I do own a huge one from NYX and a thin one from Laura Mercier so I have two, but I need that right one.
Thanks again, Maria.
Hi Helene, I, too, was wanting a WG fan brush, though in my case, it would be a backup. WG’s fan brush was the first brush I purchased and was so versatile that I used it for everything: bronzer, contour, blush, highlighter (even powdering the t-boning). It’s one of the few ‘good’ brushes that I’ll bring when travelling and the density is a plus. I get lost in Hakuhodo’s brush choices. I hope he brings the original fan brush back.
Thanks for the exceptional review, photos, and comparisons. I have brushes 13, 14, and 15, the Air Brush, the Holiday/00 (my go-to T home for applying all over bronzer). I upgraded my eye brushes with his Anniversary Brush Set. In this version, I’m intrigued by Brush 11 or 12 and I would love another fan brush but need to understand more about the new fan brush’s density.
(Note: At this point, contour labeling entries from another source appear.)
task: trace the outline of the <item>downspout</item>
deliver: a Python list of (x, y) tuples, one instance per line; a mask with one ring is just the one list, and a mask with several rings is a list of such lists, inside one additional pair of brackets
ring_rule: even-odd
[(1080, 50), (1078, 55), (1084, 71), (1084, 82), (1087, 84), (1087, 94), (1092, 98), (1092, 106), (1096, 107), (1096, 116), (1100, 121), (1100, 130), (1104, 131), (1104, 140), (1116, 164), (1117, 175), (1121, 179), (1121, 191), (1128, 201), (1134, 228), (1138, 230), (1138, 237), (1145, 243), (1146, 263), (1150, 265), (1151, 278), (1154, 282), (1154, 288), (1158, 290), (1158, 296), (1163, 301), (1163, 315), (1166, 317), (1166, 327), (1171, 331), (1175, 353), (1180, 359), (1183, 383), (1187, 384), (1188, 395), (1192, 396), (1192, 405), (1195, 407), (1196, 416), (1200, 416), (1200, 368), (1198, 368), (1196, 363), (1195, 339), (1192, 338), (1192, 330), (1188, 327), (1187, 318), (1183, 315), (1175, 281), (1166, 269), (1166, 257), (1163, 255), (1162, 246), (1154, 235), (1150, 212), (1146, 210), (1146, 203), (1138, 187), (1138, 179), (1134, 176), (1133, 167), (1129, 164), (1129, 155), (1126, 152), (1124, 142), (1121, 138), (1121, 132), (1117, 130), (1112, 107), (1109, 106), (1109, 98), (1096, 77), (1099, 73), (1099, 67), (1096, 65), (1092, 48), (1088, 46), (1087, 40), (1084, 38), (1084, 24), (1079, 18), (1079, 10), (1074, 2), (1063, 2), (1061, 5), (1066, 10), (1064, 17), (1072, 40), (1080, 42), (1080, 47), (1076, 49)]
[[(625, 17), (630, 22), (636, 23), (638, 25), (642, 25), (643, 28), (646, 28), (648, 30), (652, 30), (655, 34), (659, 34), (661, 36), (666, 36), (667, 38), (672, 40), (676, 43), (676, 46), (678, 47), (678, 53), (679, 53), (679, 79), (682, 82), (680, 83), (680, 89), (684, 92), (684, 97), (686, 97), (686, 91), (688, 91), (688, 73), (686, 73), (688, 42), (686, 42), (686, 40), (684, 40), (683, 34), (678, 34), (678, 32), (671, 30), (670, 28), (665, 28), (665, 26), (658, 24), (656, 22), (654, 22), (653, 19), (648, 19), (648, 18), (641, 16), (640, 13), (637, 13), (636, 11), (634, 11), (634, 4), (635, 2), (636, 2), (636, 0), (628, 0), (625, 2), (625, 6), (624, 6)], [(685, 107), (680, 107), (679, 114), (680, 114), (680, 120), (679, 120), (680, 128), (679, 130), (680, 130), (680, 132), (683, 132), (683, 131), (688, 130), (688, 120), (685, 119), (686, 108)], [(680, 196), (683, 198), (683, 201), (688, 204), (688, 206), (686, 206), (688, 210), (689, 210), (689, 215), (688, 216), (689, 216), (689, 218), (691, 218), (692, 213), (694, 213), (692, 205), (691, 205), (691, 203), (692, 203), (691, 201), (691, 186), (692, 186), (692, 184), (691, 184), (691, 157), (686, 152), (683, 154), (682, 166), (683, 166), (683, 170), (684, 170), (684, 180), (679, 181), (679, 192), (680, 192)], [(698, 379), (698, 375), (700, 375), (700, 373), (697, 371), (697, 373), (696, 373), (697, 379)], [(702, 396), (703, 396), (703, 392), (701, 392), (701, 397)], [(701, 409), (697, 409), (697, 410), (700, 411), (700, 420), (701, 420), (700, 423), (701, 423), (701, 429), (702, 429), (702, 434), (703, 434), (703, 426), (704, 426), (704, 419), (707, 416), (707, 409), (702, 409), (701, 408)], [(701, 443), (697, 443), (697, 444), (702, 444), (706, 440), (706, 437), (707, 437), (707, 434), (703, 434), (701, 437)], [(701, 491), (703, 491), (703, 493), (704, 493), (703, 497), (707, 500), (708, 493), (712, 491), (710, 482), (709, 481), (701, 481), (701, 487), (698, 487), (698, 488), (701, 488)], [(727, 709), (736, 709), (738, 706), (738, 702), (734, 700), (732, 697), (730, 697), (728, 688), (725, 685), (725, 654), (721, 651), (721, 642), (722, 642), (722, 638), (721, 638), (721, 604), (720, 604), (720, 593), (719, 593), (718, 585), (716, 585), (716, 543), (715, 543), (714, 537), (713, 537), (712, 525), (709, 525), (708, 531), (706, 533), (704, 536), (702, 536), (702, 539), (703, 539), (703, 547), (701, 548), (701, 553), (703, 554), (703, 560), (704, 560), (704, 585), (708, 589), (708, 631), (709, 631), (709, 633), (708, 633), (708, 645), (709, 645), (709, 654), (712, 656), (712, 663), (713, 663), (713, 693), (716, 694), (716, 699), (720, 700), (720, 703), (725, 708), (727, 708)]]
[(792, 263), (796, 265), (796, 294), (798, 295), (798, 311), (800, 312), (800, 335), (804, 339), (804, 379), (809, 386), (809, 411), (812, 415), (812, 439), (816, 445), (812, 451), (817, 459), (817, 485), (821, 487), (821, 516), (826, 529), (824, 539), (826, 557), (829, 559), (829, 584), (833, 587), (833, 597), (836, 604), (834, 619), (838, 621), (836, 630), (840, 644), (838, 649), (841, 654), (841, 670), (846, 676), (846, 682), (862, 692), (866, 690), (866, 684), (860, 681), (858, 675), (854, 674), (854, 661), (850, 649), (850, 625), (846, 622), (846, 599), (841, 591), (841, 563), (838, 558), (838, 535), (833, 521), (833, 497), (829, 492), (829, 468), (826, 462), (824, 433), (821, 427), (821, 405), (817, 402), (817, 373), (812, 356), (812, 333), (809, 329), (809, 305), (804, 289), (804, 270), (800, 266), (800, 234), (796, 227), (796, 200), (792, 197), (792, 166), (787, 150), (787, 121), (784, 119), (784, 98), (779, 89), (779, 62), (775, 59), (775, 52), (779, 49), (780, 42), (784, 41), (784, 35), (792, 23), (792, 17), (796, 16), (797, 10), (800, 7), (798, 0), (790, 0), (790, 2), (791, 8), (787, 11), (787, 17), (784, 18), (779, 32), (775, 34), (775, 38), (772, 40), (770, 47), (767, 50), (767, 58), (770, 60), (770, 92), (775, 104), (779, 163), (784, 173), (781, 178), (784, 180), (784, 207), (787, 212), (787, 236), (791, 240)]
The fan brush is by far my most used face brush and so versatile to travel with because I can use it for bronzer, blush & highlighter and it’s compact shape is great for travel.
If it weren’t for the high price I would be tempted, but can’t bring myself to spend that much on a brush set.
I was waiting for these to finally release individually as I never get use out of all brushes in sets.
I purchased 10,11 &12 but 12 is the only one I don’t think I would use. I thought it could go for blush but it’s quite a bit more dense and small/compact compared to my Bobbi brown blush brush. So I’m thinking rather than use it I will just return it new. I think 11 could work for blush as well and 12 is probably better suited to precisely contouring which I never do.
How similar would you say this newer version of the 15 fan brush is to the Smashbox Fan Brush? I have the Smashbox, and was going to get the Wayne Goss one based on what I had seen/heard about the oldone being thicker because it looked like it would give me a different effect, but this one looks very similar to the Smashbox one?
Sorry, I haven’t tried the Smashbox brush.